Under EU rules, car firms are required to achieve increasingly tough average CO2 emissions targets for their car fleets. Any that misses its target faces a heavy fine of €95 (£77) per vehicle per g/km.

However, the EU does allow car firms to combine their fleets into pools, which it then counts as a single entity when determining average CO2 emissions. That has led to a number of deals with firms set to miss their fleet targets paying manufacturers with low emissions to join a pool.

Last year, JLR joined Honda in a pool formed by Tesla, and will again stay part of it this year – a move confirmed on the European Commission website, having been initially reported by industry analyst Matthias Schmidt.

With Tesla’s fleet entirely electric and therefore emissions-free, the move will likely help JLR to avoid potential fines for missing its targets. The financial terms of the deal are also unknown.

Schmidt reported that JLR’s only pure-electric vehicle, the Jaguar I-Pace, is struggling to meet its derogated target of 131.8g/km. Land Rover’s first EV will launch in 2024, Autocar previously reported.

It is possible that the impact of the global semiconductor shortage on JLR’s production and sales mix could have impacted any aim to hit targets.
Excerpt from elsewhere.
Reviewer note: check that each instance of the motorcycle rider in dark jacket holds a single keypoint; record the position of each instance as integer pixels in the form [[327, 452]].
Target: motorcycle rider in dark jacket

JLR wouldn’t be the first firm to pay substantial sums of money to Tesla for help in hitting emissions targets. As well as Honda, Fiat Chrysler Automobiles was part of Tesla’s EU pool until the first half of 2021, while the EV firm has done similar deals with firms in the US. In 2018, Tesla made £164 million by selling such credits to rivals.

Other car firms have also benefitted from similar deals. Ford had to forge a deal with Volvo in 2020 to create a pool to avoid EU fines after delays in production of the Kuga plug-in hybrid, while last year’s Volkswagen Group’s pool includes MG and its Chinese parent firm SAIC.